The first layer of hardware security is the establishment of a Root of Trust. The Root of Trust (RoT) is a hardware-validated boot process that ensures the first executable opcode starts from an immutable source. This is the anchor of the boot process that subsequently plays a role in bootstrapping the rest of the system from BIOS to the operating system to the application. A RoT is a baseline defense against a rootkit. 

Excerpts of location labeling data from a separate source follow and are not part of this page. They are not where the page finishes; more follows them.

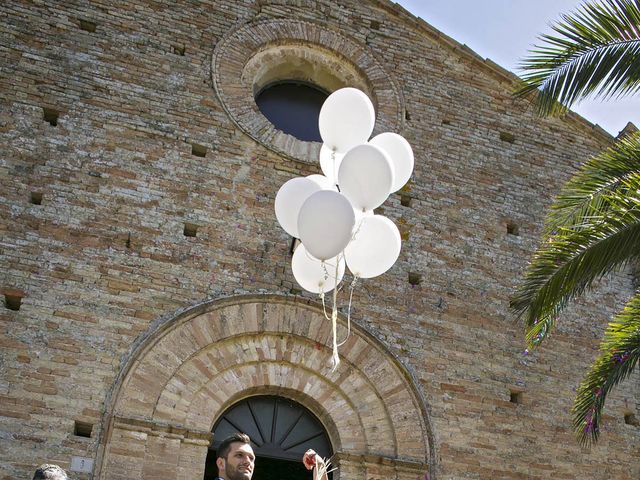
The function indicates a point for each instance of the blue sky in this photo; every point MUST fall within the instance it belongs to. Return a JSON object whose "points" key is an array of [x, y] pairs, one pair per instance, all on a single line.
{"points": [[504, 30]]}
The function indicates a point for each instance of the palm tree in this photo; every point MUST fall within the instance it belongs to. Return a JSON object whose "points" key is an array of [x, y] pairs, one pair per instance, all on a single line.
{"points": [[593, 227]]}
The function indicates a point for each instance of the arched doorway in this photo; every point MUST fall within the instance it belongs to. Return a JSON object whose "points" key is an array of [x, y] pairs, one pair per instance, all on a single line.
{"points": [[281, 431], [188, 370]]}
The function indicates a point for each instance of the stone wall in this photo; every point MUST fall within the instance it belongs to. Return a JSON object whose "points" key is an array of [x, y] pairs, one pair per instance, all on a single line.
{"points": [[115, 139]]}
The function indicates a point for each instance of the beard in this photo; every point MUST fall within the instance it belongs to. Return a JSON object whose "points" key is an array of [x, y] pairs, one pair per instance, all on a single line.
{"points": [[234, 473]]}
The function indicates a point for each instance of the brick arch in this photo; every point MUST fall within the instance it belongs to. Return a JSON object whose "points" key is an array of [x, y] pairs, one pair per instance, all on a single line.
{"points": [[188, 369]]}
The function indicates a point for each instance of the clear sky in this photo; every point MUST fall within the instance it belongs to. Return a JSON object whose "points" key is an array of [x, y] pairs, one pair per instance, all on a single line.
{"points": [[504, 31]]}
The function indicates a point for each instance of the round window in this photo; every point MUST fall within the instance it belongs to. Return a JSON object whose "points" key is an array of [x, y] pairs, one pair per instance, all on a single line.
{"points": [[293, 107]]}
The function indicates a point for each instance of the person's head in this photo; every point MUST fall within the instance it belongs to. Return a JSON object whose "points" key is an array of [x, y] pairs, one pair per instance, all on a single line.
{"points": [[236, 458], [50, 472]]}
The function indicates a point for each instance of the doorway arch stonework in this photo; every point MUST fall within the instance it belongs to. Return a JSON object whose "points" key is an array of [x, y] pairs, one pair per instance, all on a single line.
{"points": [[189, 368]]}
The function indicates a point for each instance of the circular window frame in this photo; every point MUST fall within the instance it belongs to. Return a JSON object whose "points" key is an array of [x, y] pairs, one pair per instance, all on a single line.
{"points": [[257, 54]]}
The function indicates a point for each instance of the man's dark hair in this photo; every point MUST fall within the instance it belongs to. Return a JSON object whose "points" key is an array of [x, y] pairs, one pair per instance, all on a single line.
{"points": [[49, 472], [225, 445]]}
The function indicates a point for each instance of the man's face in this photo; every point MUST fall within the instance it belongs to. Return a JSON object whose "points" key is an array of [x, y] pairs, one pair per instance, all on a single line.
{"points": [[239, 462]]}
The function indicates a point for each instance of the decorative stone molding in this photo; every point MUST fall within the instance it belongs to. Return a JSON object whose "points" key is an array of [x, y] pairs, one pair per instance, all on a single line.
{"points": [[255, 55], [186, 372]]}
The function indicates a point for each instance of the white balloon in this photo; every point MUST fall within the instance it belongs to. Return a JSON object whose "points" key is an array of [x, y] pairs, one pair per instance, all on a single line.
{"points": [[314, 275], [289, 199], [346, 119], [323, 182], [375, 247], [360, 214], [365, 176], [330, 162], [400, 155], [325, 223]]}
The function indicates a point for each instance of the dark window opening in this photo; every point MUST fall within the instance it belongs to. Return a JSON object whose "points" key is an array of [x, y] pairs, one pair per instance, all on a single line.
{"points": [[293, 107], [82, 429], [515, 397], [280, 429]]}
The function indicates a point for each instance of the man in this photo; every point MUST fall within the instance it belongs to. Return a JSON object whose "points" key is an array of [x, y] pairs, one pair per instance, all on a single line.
{"points": [[50, 472], [236, 459]]}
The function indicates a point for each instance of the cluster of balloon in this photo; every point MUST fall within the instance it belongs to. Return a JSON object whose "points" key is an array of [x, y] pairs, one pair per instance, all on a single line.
{"points": [[332, 214]]}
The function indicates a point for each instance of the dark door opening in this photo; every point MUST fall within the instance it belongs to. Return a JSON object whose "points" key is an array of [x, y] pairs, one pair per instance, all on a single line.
{"points": [[266, 469], [280, 429]]}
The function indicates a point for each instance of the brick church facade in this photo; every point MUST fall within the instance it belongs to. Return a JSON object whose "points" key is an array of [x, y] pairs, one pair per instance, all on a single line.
{"points": [[147, 285]]}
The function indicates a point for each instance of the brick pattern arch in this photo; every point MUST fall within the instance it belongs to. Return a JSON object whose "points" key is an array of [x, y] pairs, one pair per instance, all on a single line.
{"points": [[189, 369]]}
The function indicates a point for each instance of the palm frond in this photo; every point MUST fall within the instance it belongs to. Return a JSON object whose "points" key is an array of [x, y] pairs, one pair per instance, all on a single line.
{"points": [[596, 53], [572, 259], [620, 353], [614, 171]]}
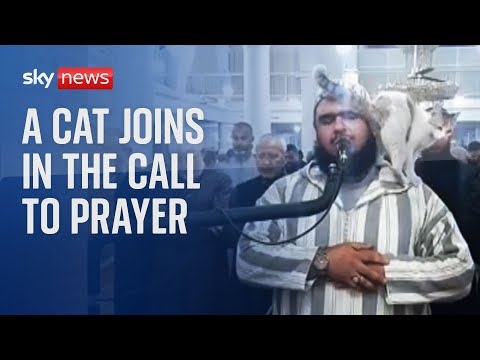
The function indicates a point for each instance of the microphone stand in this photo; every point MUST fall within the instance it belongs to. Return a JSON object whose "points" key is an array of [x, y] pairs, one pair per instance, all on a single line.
{"points": [[272, 212]]}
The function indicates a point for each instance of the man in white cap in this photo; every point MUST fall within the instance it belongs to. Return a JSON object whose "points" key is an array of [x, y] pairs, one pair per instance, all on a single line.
{"points": [[383, 248]]}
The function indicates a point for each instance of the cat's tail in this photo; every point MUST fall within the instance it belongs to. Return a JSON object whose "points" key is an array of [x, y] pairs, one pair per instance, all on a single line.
{"points": [[321, 78], [382, 106]]}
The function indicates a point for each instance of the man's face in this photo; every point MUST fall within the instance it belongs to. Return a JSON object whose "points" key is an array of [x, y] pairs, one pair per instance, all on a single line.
{"points": [[270, 160], [474, 157], [242, 139], [334, 121]]}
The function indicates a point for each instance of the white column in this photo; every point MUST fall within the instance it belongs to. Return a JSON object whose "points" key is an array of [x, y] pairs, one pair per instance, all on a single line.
{"points": [[350, 71], [309, 91], [133, 84], [179, 66], [256, 86]]}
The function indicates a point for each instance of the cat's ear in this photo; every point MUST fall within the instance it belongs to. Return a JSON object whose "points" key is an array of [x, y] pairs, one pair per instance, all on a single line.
{"points": [[454, 118], [323, 81]]}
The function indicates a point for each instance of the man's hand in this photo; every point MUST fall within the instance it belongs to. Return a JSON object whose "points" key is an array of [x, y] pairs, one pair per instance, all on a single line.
{"points": [[356, 265]]}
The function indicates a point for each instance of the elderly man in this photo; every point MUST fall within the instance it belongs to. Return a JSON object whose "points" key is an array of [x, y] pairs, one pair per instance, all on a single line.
{"points": [[270, 160]]}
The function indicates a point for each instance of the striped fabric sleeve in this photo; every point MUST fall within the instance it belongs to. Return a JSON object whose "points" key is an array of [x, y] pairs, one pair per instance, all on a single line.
{"points": [[441, 268], [276, 266]]}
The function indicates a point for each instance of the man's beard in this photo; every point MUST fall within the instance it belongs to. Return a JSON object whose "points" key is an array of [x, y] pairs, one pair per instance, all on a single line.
{"points": [[358, 164]]}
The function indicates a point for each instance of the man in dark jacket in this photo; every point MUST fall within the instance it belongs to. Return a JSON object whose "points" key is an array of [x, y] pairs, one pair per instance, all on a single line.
{"points": [[270, 161]]}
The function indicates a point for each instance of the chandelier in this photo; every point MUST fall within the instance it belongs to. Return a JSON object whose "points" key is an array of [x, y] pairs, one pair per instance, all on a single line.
{"points": [[418, 60]]}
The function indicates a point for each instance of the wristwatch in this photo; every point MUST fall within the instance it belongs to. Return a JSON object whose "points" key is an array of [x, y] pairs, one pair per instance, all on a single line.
{"points": [[320, 262]]}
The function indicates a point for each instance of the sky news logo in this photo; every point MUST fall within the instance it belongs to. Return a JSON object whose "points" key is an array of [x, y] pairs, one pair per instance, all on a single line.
{"points": [[73, 78]]}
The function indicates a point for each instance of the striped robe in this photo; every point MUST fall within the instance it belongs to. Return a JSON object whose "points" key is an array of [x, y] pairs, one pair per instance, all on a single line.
{"points": [[430, 260]]}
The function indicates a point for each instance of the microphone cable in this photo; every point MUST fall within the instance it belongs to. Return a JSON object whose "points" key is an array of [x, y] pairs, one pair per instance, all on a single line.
{"points": [[295, 238]]}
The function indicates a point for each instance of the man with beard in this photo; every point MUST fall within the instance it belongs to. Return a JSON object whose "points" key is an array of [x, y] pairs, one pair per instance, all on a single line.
{"points": [[239, 161], [383, 248], [270, 161]]}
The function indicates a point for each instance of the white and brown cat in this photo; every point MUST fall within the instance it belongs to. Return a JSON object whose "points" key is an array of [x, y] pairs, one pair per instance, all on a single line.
{"points": [[403, 129], [406, 129]]}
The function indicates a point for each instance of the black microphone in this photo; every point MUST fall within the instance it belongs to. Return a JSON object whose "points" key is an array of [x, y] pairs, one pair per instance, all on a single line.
{"points": [[271, 212], [344, 147]]}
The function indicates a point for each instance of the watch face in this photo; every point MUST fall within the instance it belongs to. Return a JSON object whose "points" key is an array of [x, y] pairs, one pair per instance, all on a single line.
{"points": [[321, 262]]}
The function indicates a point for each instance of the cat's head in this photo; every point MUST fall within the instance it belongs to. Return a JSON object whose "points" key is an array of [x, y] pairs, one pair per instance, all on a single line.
{"points": [[442, 122]]}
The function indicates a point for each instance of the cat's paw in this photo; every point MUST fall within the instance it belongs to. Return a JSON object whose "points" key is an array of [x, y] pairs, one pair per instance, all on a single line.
{"points": [[415, 180]]}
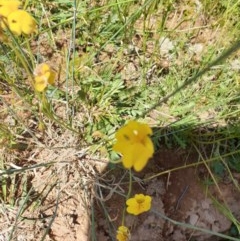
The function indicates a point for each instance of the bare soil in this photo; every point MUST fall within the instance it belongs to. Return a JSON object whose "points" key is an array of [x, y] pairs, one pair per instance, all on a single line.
{"points": [[180, 195]]}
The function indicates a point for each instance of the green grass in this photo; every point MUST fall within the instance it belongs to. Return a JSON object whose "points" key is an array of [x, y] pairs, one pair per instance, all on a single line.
{"points": [[111, 68]]}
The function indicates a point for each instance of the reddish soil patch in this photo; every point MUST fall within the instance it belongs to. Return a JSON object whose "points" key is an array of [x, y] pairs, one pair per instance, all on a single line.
{"points": [[179, 195]]}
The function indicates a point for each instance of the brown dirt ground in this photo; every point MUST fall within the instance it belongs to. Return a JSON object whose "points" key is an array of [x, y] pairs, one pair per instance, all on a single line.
{"points": [[194, 207]]}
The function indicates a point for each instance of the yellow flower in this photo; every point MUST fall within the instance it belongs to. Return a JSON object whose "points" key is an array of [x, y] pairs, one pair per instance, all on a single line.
{"points": [[44, 75], [123, 233], [138, 204], [134, 144], [20, 22], [7, 7]]}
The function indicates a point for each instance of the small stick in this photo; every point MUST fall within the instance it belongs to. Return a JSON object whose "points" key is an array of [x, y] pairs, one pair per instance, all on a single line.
{"points": [[181, 197]]}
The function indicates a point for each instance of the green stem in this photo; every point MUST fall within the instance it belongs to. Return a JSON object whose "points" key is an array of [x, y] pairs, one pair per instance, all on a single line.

Each phase validates the next phase in the boot process and builds a Chain of Trust. An RoT can have different starting methods such as:

• Boot from ROM or a non-writable memory to store the image and root key
• One-time programmable memory using fuse bits for root key storage
• Boot from a protected memory region that loads code into a protected memory store

An RoT also needs to validate each new phase of boot. Each phase of boot maintains a set of cryptographically signed keys that are used to verify the next phase of boot:

Processors that support an RoT are architecturally unique. Intel and ARM support the following:

• ARM TrustZone: ARM sells a security silicon IP block for SOC manufacturers that provides a hardware Root of Trust as well as other security services. TrustZone divides hardware into secure and non-secure "worlds". TrustZone is a separated microprocessor from the non-secure core. IT runs a Trusted OS specially designed for security that has a well-defined interface to the non-secure world. Protected assets and functions reside in the trusted core and should be lightweight by design. The switching between worlds is done through hardware context switching, eliminating the need for secure monitor software. Other uses for TrustZone are to manage system keys, credit card transactions, and Digital Rights Management. TrustZone is available for A "application" and M "microcontroller" CPUs. This form of secure CPU, Trusted OS, and RoT is called a Trusted Execution Environment (TEE). 
• Intel Boot Guard: This is a hardware-based mechanism that provides a verified boot which cryptographically verifies the initial boot block or uses a measuring process for validation. Boot Guard requires a manufacture to generate a 2048-bit key for verifying the initial block. The key is split into a private and public portion. The public key is imprinted by programmatically "blowing" fuse-bits during manufacturing. These are one-time fuses and immutable. The private portion generates the signature of the subsequently verified portion of the boot phase.